Throughout the retreat, I continued to think about the past five year while enjoying downtime with core members. While we continue to grow as a community, working towards building and opening a fourth home, and I take responsibility for garnering financial support for that growth as development director, I find myself missing the slowness of simple time spent in the homes with core members.
L’Arche is a sign of God’s love manifested on earth, not because of a charismatic leader, a great vision, or a unique hierarchical structure, but because of the fact that people with disabilities are at the center. This is why people with disabilities who live in L’Arche are called core members. They make up the core, the heart, of the community. They are the ones who point us to Christ and maintain the simple traditions and life in our homes.
I realize now that in my personal pursuit of new responsibility and growth opportunities, I have lost sight of these simple, yet profound L’Arche truths. It is easy to forget and miss the small things that make L’Arche special when focusing on achieving exciting dreams and goals from the office.
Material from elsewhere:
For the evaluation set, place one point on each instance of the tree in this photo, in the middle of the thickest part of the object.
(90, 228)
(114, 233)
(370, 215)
Sometimes, I wish to start over my life at L’Arche to discover this wisdom for the first time. It is greatly needed in today’s world where people measure their status and success on their political viewpoints, and their level of busyness and achievement. As a live-in assistant, I had the opportunity to let go of my ego and desire for big responsibility, do away with many things of this world and share a simple life with core members. There were many days where I was called to just be there with core members in their grief, in their joy, in their anxiety, and in their care for me. It truly is the best job I’ve ever had.
I am grateful that this retreat gave me unstructured time with core members, and by myself to reflect. This rejuvenated my commitment to continue learning from the lessons my time at Friendship House taught me and find a better balance between being and doing in my day to day as Development Director. While I am tasked with leading our L’Arche for Life Campaign, I have been humbled by the slow work it has been to raise the funds to make our fourth L’Arche home a reality. My time in Friendship House reminds me that I can only do so much, and I am invited to trust in the slow work of God to help turn the hearts of people towards generosity.